MEK inhibition overcomes chemoimmunotherapy resistance by inducing CXCL10 in cancer cells [France3]. MEK inhibition overcomes chemoimmunotherapy resistance by inducing CXCL10 in cancer cells [France3]
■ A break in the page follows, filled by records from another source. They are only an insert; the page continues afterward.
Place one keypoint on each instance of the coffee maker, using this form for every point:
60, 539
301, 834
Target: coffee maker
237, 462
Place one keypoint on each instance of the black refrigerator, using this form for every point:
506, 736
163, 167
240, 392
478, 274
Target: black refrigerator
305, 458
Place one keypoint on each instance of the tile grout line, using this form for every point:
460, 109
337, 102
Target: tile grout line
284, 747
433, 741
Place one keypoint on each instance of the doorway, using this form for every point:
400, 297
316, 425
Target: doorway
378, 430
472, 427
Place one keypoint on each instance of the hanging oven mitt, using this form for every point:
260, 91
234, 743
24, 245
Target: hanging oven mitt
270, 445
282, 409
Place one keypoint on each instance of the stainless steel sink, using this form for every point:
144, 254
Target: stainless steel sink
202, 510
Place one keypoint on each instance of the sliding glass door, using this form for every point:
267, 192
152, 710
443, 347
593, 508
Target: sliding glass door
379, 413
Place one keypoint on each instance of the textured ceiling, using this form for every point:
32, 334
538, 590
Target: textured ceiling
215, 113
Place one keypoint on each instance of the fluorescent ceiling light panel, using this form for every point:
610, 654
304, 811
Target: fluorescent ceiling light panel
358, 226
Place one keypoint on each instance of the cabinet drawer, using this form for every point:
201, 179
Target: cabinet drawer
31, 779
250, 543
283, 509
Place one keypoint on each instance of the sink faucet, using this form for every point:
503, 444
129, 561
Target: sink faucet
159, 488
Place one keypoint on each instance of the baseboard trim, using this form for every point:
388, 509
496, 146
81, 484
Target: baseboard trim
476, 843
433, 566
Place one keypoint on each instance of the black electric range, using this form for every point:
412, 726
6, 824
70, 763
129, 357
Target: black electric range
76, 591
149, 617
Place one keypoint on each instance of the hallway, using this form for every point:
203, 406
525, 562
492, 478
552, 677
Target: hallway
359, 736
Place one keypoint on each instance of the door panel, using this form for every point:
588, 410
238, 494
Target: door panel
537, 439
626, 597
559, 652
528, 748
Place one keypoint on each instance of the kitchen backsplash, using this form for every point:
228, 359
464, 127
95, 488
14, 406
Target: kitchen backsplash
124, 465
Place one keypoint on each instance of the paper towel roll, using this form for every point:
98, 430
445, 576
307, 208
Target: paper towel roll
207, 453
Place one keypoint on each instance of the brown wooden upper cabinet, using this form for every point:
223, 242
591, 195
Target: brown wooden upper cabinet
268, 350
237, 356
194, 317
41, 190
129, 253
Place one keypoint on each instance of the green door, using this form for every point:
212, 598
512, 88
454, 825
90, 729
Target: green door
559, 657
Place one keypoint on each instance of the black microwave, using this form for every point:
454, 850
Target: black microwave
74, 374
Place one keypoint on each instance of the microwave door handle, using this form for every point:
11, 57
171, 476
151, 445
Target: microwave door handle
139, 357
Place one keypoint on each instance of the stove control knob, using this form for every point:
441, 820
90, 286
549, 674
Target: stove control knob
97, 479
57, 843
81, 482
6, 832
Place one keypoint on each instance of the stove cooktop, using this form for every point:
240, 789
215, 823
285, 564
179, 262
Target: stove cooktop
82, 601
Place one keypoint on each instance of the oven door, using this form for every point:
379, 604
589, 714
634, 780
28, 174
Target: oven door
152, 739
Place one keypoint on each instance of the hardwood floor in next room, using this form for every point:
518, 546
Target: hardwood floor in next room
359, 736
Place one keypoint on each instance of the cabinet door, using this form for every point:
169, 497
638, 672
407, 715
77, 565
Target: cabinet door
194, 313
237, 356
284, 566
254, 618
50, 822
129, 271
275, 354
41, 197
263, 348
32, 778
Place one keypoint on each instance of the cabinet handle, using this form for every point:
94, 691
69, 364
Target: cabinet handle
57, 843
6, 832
Chemotherapy with anti PD-1/PD-L1 mAb has become the standard of care for patients with metastatic non-small cell lung cancer (NSCLC). Using lung tumor models, where pemetrexed-platinum chemotherapy (PEM/CDDP) remains unable to synergize with immune checkpoint inhibitors (ICI), we linked failure of this treatment with its inability to induce CXCL10 expression and CD8+ T cell recruitment. Using drug screening, we showed that combining a MEK inhibitor (MEKi) with PEM/CDDP triggers CXCL10 secretion by cancer cells and CD8+ T cell recruitment, and restores ICI efficacy. PEM/CDDP plus MEKi promotes optineurin (OPTN)-dependent mitophagy, resulting in CXCL10 production in a mitochondrial DNA and TLR9-dependent manner. TLR9 or autophagy/mitophagy processes genetic inactivation of abort the antitumor efficacy of PEM/CDDP plus MEKi/anti PD-L1 therapy. In human NSCLC, high OPTN, TLR9 and CXCL10 expression is associated with better response to ICI. Our results underline the role of TLR9 and OPTN-dependent mitophagy in enhancing chemoimmunotherapy efficacy. Overall design: This advanced non-small cell lung cancer (NSCLC) cohort comprises patients treated with anti-PD1 therapy in first or second line as monotherapy at the Centre Georges-François Leclerc in Dijon (France #3), and is composed of 35 patients. Tumors were collected at diagnosis, stored, and used with the written informed consent of the patients and RNAseq data was generated in our NGS core facility. Raw data were pseudo-aligned and gene counts were quantified using the kallisto software. Clinical data were collected by Prof. F. Ghiringhelli.

抗PD-1/PD-L1单克隆抗体（anti PD-1/PD-L1 mAb）联合化疗已成为转移性非小细胞肺癌（non-small cell lung cancer, NSCLC）患者的标准治疗方案。本研究针对培美曲塞联合铂类化疗（pemetrexed-platinum chemotherapy, PEM/CDDP）无法与免疫检查点抑制剂（immune checkpoint inhibitors, ICI）产生协同作用的肺癌模型，发现该治疗方案的失效与其无法诱导CXCL10表达以及CD8+T细胞招募密切相关。通过药物筛选实验，我们证实将MEK抑制剂（MEK inhibitor, MEKi）与PEM/CDDP联合使用，可触发癌细胞分泌CXCL10并招募CD8+T细胞，同时恢复免疫检查点抑制剂的抗肿瘤疗效。 PEM/CDDP联合MEKi可促进视神经蛋白（optineurin, OPTN）依赖的线粒体自噬（mitophagy），进而通过线粒体DNA（mitochondrial DNA）与Toll样受体9（Toll-like receptor 9, TLR9）依赖的途径诱导CXCL10产生。若TLR9或自噬/线粒体自噬通路发生遗传失活，则会阻断PEM/CDDP联合MEKi/抗PD-L1治疗的抗肿瘤效果。在人类NSCLC样本中，高表达OPTN、TLR9及CXCL10与患者对ICI的更佳临床应答相关。本研究结果明确了TLR9与OPTN依赖的线粒体自噬在增强化学免疫治疗疗效中的关键作用。 **总体实验设计**：本晚期非小细胞肺癌队列纳入了法国第戎乔治-弗朗索瓦·勒克莱尔中心（法国#3）接受一线或二线抗PD-1单药治疗的患者，共计35例。肿瘤样本于诊断时采集并保存，所有实验操作均获得患者书面知情同意；RNA测序（RNA-seq）数据在本中心下一代测序（next-generation sequencing, NGS）核心平台完成生成。原始测序数据通过kallisto软件进行伪比对并定量基因计数。临床数据由F. Ghiringhelli教授收集整理。